Anonymous wrote:OP, the culture socialized you to feel that way and so you do. It’s good that you don’t feel awful but perhaps you can look for some ways to add balance.
Anonymous wrote:^^tl;dr = be rich
Anonymous wrote:I have been a SAHM for the last 20 years. My advice for transitioning successfully to being a SAHM is below. YMMV
1) Finances
Make sure that your financial future is rock solid secure. I do not have a prenup, I manage all the money, we own everything jointly, I also have my own money, I have put away money in trust for our kid's education, college, wedding, seed money to help with house purchase etc. I have managed the wealth that we have built up. Make sure your retirement is on track. Make sure you have lots of insurance so that you are never ever forced to go back to work in case of your spouse's death or disability due to financial reasons Make sure that you do not become poor due to divorce or DH losing his job. Two working spouses is a whole lot of financial security for the family and if you are now dependent on a single salary then you have to be very smart financially.
2) Chores
If you have the money (and because you have a large brood), please continue to outsource the domestic chores. You want your children to benefit from having an educated mother like you home, then the best use of your time for all of you is when you are managing rather than when you are a worker bee doing chores. This also takes care of any resentment that you may harbor towards your DH for not being hands-on, and it frees up the weekends for your spouse so that he can spend time with the kids.
3) Childcare and enrichment
Yes, continue with the Montessori, preschool, gym classes, mommy and me classes etc. It keeps the children engaged and it will give you breaks and space/time for planning and organizing. And if you ever return to work or are incapacitated or unavailable - you will have a structure for childcare and your kids will be used to having other caregivers.
4) Your health
Get all your checkups, eat nutritious food, get enough sleep and exercise first thing in the morning.
5) Your family's health
Get them all on a schedule and at the very least get all their wellness visits done in the first 2 months of the year to meet all and any deductibles. Make sure that your DH and you are in the best of health. Health should be a priority.
6) Keep your feet in the door in your field
Whatever very part time way you can be engaged in your industry, keep the doors open. One day you may decide to go back to work.
7) Declutter your house, organize your stuff, keep paperwork current, go minimalistic with possessions.
You cannot be a super anything if your health sucks and if you have a cluttered house.
8) Socialize, call people over, have a streamlined plan to have people over, simplify your entertaining and make it formulaic.
No need to become all IGworthy and to do a lot of fancy activities. Just keep calling people over for playdates, coffee, pizza dinners, cocktails etc. You need to build your tribe.
9) Have a weekly menu. Have a daily, weekly chore list.

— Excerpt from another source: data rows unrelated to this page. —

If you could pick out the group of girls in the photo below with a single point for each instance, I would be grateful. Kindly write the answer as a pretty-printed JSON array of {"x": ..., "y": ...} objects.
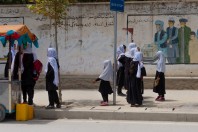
[
  {"x": 130, "y": 76},
  {"x": 24, "y": 59}
]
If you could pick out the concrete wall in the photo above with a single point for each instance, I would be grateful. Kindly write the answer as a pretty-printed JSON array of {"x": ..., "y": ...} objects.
[{"x": 87, "y": 36}]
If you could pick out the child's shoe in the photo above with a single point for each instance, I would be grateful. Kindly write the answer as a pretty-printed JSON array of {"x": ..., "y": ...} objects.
[{"x": 104, "y": 104}]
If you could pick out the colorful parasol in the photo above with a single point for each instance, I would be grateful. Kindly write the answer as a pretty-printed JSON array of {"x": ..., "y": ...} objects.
[{"x": 17, "y": 32}]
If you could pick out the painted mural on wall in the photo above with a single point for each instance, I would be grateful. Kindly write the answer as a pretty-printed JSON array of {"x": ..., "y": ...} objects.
[{"x": 178, "y": 43}]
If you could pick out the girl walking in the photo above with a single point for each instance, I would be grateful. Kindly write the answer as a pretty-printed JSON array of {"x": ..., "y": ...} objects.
[
  {"x": 104, "y": 78},
  {"x": 52, "y": 79},
  {"x": 160, "y": 86}
]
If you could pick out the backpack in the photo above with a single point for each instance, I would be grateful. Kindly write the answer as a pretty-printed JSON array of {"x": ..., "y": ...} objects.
[
  {"x": 37, "y": 69},
  {"x": 132, "y": 68}
]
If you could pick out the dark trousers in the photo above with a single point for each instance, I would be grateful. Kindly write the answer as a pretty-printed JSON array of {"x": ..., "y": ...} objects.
[
  {"x": 28, "y": 90},
  {"x": 53, "y": 97},
  {"x": 105, "y": 97}
]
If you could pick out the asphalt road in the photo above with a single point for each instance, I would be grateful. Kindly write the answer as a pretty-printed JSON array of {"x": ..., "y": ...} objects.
[{"x": 65, "y": 125}]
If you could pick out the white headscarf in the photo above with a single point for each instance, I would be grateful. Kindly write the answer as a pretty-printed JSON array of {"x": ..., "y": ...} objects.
[
  {"x": 120, "y": 52},
  {"x": 138, "y": 57},
  {"x": 107, "y": 73},
  {"x": 132, "y": 51},
  {"x": 130, "y": 47},
  {"x": 51, "y": 54},
  {"x": 160, "y": 62}
]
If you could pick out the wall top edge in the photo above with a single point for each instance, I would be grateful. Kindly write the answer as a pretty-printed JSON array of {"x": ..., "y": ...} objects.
[{"x": 104, "y": 3}]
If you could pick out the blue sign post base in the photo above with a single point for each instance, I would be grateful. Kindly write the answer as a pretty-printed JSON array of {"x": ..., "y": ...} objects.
[{"x": 117, "y": 5}]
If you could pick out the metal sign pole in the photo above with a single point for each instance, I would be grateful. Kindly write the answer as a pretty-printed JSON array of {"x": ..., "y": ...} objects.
[{"x": 115, "y": 60}]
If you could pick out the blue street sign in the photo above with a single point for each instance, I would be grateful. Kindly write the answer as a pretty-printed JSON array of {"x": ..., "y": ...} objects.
[{"x": 117, "y": 5}]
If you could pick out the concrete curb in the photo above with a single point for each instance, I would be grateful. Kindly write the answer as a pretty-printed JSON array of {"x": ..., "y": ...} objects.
[{"x": 41, "y": 113}]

Then get it done.
Simplify, simplify.
10) Nail down the first 2 hours of the day for yourself and your kids.
Yes. First two hours of the day will determine how the rest of your day will unfold for you and your kids. Nail that shit down and make sure that everyone knows what needs to be done.
11) Get dressed. Get out.
Every day if you can help it. You and your kids need to get dressed first thing in the morning. It is very, very, very easy to get into a funk and things to spiral down.
12) Therapy
Have a therapist on standby. You may need help in navigating your new identity as your old identity gets erased. It is hard when people think you have no brains because you are home with your kids. Get a therapist, take meds if you are depressed, get exercising, get a life coach if needed.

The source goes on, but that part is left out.